Learning to fix flat tires made me one of the guys—and a stronger, more confident woman.
I hadn’t intended to end up here.
College graduation loomed, and I was trying to make some extra cash before the icy plunge into the cruel world of “real” job hunting. In my small college town of Laramie, Wyoming, that meant walking around the block and stopping at the local camera shop, outdoor clothing store, and coffeehouse. As I slinked past the bike shop, I saw a few friends through the window, beckoning me inside. My stalled job hunt inspired them to persuade the owner I’d be a good fit; he needed someone to do inventory, sweep floors, and sell gear. Just like that, I had a job—one that, to me, sounded like any other retail position.

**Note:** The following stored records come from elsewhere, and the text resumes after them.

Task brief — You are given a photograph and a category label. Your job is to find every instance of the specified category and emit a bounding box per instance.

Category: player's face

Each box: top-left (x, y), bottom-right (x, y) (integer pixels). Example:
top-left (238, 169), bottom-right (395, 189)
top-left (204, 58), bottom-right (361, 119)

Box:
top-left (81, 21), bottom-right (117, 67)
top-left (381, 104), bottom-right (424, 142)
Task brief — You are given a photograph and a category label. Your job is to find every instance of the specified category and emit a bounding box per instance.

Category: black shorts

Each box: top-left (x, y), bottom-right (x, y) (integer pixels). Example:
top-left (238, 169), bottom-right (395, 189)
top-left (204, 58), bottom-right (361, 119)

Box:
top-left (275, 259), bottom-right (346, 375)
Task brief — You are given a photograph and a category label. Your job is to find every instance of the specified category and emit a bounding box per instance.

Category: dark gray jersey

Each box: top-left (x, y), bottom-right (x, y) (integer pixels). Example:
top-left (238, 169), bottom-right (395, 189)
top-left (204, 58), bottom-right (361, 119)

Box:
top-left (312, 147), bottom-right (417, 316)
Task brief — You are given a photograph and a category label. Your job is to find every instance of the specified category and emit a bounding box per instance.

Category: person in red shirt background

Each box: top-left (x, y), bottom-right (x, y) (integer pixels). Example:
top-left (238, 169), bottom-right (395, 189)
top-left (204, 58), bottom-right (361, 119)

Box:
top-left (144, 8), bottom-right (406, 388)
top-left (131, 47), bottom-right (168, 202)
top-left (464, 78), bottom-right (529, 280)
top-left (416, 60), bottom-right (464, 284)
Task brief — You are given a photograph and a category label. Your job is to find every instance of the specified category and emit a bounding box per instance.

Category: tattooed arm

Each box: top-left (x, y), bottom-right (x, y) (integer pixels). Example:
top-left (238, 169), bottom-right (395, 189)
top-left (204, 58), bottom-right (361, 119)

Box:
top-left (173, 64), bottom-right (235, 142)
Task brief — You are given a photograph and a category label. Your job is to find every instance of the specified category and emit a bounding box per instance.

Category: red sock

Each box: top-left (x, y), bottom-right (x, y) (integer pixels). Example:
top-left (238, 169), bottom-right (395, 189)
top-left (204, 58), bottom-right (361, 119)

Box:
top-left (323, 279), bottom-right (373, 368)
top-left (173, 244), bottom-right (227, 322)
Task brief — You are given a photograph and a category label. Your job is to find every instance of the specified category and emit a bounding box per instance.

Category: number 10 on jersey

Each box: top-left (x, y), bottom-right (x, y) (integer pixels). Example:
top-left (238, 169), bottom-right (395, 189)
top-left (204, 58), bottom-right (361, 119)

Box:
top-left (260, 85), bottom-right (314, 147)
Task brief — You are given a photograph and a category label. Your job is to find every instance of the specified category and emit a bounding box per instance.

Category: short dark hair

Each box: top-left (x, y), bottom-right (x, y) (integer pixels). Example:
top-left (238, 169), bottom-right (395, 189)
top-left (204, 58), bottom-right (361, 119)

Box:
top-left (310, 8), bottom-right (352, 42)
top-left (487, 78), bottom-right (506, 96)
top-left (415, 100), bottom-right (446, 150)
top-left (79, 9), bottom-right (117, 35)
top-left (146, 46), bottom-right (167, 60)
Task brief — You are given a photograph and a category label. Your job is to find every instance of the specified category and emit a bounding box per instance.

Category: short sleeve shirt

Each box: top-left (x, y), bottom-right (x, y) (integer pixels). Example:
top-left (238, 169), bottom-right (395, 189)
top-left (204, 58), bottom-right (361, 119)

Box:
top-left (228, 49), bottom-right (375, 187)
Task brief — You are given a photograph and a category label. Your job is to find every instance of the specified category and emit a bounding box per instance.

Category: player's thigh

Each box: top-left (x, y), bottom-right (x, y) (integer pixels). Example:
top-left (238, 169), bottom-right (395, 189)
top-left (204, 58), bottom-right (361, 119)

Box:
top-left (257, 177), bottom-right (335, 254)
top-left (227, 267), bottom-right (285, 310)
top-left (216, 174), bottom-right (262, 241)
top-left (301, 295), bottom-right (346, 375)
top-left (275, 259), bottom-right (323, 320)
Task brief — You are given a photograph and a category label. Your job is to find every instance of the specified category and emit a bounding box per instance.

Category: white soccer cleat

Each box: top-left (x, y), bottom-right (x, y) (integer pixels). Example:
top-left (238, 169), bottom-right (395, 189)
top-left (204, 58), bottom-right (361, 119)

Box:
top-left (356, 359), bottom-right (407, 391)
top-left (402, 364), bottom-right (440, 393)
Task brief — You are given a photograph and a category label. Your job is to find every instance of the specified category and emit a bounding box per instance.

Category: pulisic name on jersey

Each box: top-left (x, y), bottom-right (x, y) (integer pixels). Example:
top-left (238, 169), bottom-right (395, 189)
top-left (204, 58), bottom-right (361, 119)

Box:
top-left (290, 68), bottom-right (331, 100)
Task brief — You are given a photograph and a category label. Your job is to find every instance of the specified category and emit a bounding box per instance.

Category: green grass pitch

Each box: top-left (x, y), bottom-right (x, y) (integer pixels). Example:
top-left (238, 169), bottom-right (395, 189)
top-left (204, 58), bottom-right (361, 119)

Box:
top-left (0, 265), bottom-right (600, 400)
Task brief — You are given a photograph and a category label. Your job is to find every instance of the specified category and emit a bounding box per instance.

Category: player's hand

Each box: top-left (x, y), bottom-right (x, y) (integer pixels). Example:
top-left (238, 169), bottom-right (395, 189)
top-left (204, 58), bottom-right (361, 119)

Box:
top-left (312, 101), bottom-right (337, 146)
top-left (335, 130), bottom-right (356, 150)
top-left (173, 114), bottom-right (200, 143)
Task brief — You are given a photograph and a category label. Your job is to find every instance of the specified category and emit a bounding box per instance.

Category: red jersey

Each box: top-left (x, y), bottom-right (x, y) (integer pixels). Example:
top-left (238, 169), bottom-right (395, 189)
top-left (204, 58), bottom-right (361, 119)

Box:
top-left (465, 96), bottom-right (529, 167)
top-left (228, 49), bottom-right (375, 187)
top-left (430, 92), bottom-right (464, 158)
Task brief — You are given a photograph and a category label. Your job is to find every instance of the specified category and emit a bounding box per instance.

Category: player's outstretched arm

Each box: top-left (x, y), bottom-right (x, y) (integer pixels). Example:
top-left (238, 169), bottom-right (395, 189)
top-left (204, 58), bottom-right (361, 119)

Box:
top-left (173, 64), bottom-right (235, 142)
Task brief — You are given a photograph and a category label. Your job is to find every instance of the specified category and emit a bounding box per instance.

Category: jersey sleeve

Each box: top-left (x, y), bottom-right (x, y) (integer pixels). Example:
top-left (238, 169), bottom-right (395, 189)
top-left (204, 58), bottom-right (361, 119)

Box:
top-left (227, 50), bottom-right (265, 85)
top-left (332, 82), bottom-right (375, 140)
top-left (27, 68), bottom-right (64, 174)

I wore a white T-shirt on my first day. By midday it was grimy and streaked with grease. A mere four hours in, I realized I’d made a mistake. Here I was, a petite 21-year-old blonde looking like a fool in the midst of a tight-knit group of guys who’d been working on bikes for half their lives. Every one of them wore a dark mechanic’s shirt.
Soon after I started—having mastered the floors—I began learning how to be a “wrench.” Where my co-workers could pop a tire off of a wheel in 30 seconds or less, it took me 20 minutes of pinched fingers and a whole lot of cussing. I became an easy target for my fellow mechanics. They filled a busted tube with baby powder that exploded in my face as I checked it for holes. They teased me, tested me, and snickered at my cut-up hands. More than once I felt the urge to quit. I’d try to hand off a project that was tormenting me, but my fellow mechanics shot back: “Be smarter than the machine.” Not only was my strength in question, but now my smarts were, too? That was it. I was going to learn to fix a flat, and I was going to do it just as well as the guys.
My smooth hands soon developed the rough, calloused feel of a bike mechanic—as did my attitude. When a co-worker lit a bottle rocket in the bathroom I was in—true story—I greased the handles of all his tools. But my real test came three weeks in when a burly, six-foot-two man walked through the door. He needed a flat tire fixed, and I was the only one around. I watched his eyes look past me, desperately seeking anyone else. “I’ll wait for a real mechanic,” he said. “This one may be a little too tough for you.” I persuaded him to let me give it a try. With a few wiggles, off popped the tire—30 seconds flat. I couldn’t help but smirk.
Two years later, I left the shop with an unintentional education. A hint of smugness, which all true bicycle mechanics possess, had rubbed off and changed me. I started at the bike shop as a timid girl, scared to do the wrong thing and wanting someone else to take the hard jobs. Now, faced with an arduous task, I tackle it dead on (or at least give it a fair shot). When doubt and frustration creep in,
I give myself an internal jab: Be smarter than the machine. And that white T-shirt? I traded it in for a button-up mechanic’s shirt, covered in grease—with my name on it.